何度か別の人で試してみたところ、変わらず聞こえてきた。もちろんなるべく不自然ではない触れ方をしたつもりだし、一瞬だけなのでその相手の思考までもは読み取っていない。
あと新たにわかったことは、おそらくだが強い感情しかあまりちゃんと聞こえないということだ。ぼんやりとしている相手に触れた時はあまりに不明瞭で小さな雑音のような何かが過った気はしたがそれくらいで、明確な言葉どころか何らかのはっきりした音としてすら聞こえてこなかった。
ってことはニルスに触れるたびにあいつ、はっきりと考えていたってことか。……あんな意味のわからないことを、強く……?
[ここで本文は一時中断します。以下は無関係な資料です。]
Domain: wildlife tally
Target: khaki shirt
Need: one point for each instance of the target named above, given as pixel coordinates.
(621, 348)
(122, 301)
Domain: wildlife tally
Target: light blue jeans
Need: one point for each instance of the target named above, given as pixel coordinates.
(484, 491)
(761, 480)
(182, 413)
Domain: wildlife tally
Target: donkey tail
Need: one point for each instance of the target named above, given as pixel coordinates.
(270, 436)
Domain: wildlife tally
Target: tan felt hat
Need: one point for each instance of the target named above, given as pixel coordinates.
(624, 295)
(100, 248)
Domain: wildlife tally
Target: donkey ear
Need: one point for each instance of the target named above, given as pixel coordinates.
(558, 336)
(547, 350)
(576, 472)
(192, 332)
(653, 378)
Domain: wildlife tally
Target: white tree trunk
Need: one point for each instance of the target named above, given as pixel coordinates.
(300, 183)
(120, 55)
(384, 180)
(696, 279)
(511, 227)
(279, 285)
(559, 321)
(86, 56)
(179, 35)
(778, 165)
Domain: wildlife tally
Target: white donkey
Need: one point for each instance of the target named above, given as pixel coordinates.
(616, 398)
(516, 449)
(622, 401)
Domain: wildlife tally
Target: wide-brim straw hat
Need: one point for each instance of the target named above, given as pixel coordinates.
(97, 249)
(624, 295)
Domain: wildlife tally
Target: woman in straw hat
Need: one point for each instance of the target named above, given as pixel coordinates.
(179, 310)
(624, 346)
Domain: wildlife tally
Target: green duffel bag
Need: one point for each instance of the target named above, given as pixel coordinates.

少々微妙な顔をしながらエルヴィンはふとだんだん言語化できていない声になっていった時のことを思い出す。あれも少なくとも何かを強く思っているからこそ、明確な言葉になっていないものの聞こえてきたわけだ。
内容はさておき、あの寡黙なニルスがな?
思わず笑ってしまいそうだったが、考えなくともエルヴィンはかなり失礼なことをしていることになる。人の心を勝手に覗くなんて、自分がされたら絶対に嫌だ。
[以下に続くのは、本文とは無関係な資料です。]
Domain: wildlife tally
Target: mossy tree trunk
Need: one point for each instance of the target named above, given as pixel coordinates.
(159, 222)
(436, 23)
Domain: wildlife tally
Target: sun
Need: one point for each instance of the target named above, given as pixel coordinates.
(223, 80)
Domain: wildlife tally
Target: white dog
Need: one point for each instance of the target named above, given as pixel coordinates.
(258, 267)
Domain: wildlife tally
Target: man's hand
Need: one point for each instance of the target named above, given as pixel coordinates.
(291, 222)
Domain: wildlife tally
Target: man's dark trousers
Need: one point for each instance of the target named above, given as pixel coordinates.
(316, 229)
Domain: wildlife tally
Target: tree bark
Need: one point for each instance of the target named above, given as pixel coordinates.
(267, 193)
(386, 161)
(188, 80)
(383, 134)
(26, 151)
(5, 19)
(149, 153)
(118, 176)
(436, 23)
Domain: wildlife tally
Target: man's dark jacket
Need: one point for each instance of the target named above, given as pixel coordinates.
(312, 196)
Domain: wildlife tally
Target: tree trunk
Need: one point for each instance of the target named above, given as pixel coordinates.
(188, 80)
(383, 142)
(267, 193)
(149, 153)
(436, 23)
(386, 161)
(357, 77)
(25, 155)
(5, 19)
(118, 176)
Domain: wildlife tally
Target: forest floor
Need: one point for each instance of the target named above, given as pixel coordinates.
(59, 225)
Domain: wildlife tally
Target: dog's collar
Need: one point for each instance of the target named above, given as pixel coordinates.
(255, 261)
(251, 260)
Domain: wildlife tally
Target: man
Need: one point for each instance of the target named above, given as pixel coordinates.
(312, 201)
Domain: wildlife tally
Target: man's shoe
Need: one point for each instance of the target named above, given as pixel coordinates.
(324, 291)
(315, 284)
なるべく触れないようにしようと改めて思った。だがそういう時に限ってたまたま何らかの拍子で触れてしまったりするのはどういうわけなのだろう。そのたびにニルスの声が聞こえてくる。
『エルヴィンの手が服をつかんできた。かわいい』
いや、かわいくないだろ……? 俺を何だと思ってんだ……?
『資料渡す時に当たった。多分今日は今週の中で一番運のいい日だ』
いや、今日で今週終わるけど、一番……?
『落ちた葉が髪についてくれて俺は多分一生分の運を使った』
いや、髪についたりちょっと払っただけで一生分……?
本当に勝手に聞いてしまって申し訳ないと思う。あと一体どういうことなのだと思う。
やっぱりニルスは俺が好き、とか?
……、……うーん。……ないだろ。
普通に考えて、ない。だがそうなると意味が繋がらない。
……ま、いいか。少なくともニルスは俺に悪意はない。どういう意味かはさておき、好意的なのだろうと思う、少なくとも。
それだけで十分ではある。人が心底信じられなくなるような経験をしてのやり直し人生としては、それだけでもう十分安心できるというか、ニルスがニルスでよかったとさえ思えた。
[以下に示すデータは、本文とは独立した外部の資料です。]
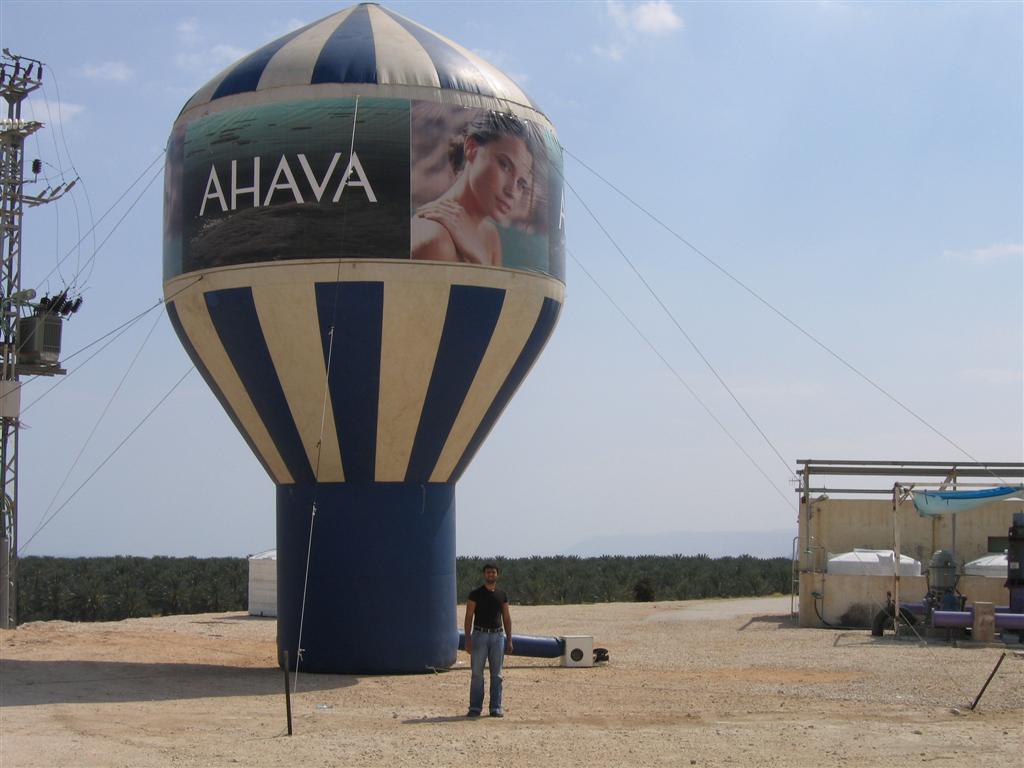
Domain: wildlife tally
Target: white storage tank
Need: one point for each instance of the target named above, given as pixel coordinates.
(263, 584)
(871, 562)
(990, 566)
とりあえずごめんな、ニルス。ほんとなるべく読まないようにするから。
改めて思った翌日の朝、たまたま寝ぼけていたエルヴィンは朝の支度の際にメイドの一人に軽くだが触れてしまった。やってしまった、と内心慌てつつそっと手を離すが違和感を覚えた。
……うん?
何だろうと思った後に気づいた。雑音を含め、何も聞こえてこなかった。
あれ?
ごめんと思いつつ、さりげなさを装って「悪い、そこのタイを取ってもらえるかな」と頼み、ネクタイを渡してもらう時にまた軽く相手に触れる。
……やっぱり。何も聞こえてこない。何で? 能力が突然なくなった、とか? 今日は比較的暖かいから、とか? いやいや、何だよそれ。
とはいえさすがにメイドだろうが何だろうが女性にベタベタと触れるわけにもいかない。下手をすれば変態主人だ。一旦諦めて支度を済ませ、エルヴィンはその後機会があるたび、主に男性対象で誰かに触れてみた。親しい相手ならばいっそもうあからさまにベタベタと触れてみる。だがやはり何も聞こえてこない。
やっぱり能力が消えたのか。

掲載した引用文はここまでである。